Rootbeer Float | Grevil Sabillon ~ Parainema | Santa Bárbara, Honduras

SKU: ROOT-250G Category:

US$20.00

In stock

From: US$20.00
US$20.00

In stock

Next roasting Apr 28-30th – Ships MAY 1

Producer: Grevil Sabillon
Place: Santa Bárbara, Honduras
Cultivar: Parainema
Processing: Washed
Exporter: Beneficio San Vicente
Harvest: April 2024
Tasting notes: chinotto, botanical, sweet spiced, cream

Sourced from friends, this Parainema lot comes from Grevil Sabillon at his farm in Las Flores, Santa Bárbara, Honduras. Processed by his partner Hildaly Leiva at their home a short drive away, fermented as a traditional washed process using concrete tanks for 24hrs before being washed and dried on raised beds.

Producer

Grevil farms alongside his wife Hildaly Leiva, where they both produce excellent examples of Parainema (and we buy from both each year).

Variety

It all started in 2010 when a research institution in Costa Rica gave a specific selection of a cross between Villa Sarchi x Timor Hybrid (then called T-5296) to the Honduras coffee institute. The intention with this hybrid was for its resistance to coffee leaf rust and certain nematode infestations (something of great relevance to farmers in Honduras, especially when intercropping with bananas – whose nematodes interfere with coffee plant roots).
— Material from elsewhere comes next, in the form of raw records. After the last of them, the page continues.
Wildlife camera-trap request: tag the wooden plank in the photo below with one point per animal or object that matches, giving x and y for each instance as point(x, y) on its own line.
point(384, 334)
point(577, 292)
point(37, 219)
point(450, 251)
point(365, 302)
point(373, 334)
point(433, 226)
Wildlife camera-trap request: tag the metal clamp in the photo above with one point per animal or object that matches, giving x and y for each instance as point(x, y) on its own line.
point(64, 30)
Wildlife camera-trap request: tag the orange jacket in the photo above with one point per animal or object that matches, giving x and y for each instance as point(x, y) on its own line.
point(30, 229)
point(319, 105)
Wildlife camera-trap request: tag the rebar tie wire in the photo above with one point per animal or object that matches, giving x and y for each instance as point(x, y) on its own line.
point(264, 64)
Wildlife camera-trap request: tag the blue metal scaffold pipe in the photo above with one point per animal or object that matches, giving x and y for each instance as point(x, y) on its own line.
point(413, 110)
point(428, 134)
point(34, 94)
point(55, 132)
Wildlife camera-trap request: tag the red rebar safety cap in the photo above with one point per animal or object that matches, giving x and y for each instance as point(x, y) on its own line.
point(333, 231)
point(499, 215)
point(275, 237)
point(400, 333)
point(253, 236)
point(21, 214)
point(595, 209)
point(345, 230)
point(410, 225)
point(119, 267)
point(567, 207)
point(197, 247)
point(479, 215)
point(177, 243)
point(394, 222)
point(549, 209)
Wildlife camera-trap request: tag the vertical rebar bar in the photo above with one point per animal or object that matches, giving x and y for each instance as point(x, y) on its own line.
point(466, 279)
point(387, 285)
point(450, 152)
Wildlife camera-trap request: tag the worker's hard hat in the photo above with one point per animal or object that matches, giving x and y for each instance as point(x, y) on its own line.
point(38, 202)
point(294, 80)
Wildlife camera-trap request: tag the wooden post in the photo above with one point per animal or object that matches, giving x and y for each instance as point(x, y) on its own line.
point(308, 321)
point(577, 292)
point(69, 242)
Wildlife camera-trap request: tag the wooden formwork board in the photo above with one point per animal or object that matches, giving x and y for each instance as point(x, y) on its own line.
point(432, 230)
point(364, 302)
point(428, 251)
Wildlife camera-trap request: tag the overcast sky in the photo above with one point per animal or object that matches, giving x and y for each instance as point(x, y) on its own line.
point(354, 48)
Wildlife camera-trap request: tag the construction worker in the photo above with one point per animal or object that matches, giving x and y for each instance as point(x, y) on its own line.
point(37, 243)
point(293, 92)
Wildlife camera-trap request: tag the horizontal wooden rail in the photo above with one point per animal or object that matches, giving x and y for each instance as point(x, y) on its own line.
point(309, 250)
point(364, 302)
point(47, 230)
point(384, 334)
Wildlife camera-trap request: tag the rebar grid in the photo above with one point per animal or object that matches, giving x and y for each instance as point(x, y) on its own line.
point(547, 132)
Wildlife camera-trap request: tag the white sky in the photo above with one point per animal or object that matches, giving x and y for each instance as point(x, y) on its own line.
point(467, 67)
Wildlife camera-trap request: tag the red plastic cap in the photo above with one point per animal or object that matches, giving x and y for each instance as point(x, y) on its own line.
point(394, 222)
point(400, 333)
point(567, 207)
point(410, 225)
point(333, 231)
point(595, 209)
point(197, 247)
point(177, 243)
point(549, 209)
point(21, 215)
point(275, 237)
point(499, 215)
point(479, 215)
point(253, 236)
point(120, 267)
Meanwhile, likely around the time that IHCAFE (The Honduran Coffee Institute) was releasing the seeds for farmers to plant, Hildaly’s neighbour Eulogio (known as Yoyo for short) got what he thought was Pacamara seeds from the Honduran Coffee Institute. Over the next few years, Yoyo shared these seeds with his neighbours and they also started to plant them.

In the subsequent years, various buyers would visit, and were perplexed at this ‘paca-weirdo’ (an affectionate colloquial term we all used at the time). It was harvested when the fruit was deep purple, and the fruit looked oblong and pacamara-like to be sure, but the end of each fruit would sort of stick out a bit and other inconsistencies just made us all wonder.

By the time 2015 rolled around, Yoyo would take 1st place with his “Pacamara”, but IHCAFE revealed that it must have been a miscommunication or a typo because this weird and wonderful variety was Parainema after all.

Processing

Parainema coffee fruit is best harvested beyond the normal red-ripe colour to where it has turned a deeper purple colour. Much is the case with other similar hybrid varieties that include some Robusta-Arabica hybrid parentage, such as Castillo in Colombia.

Once picked, the coffee fruit is bagged in tulas, nylon bags, and trucked down the road to Grevil and Hildaly’s home, where Hilly is responsible for processing. The coffee is depulped using a small hand-pulper with an attached motor, and the seeds are transferred to a concrete tank for the fermentation step. Fermentation is carried out over about 18-24hours, without water, which is common for washed processing in Santa Barbara, as well as in cacao fermentation. Hildaly determines when the fermentation is complete by accessing that the mucilage has broken down and will be easily washed away. She washes the seeds and transfers them to raised beds under a parabolic dryer for about 14 days.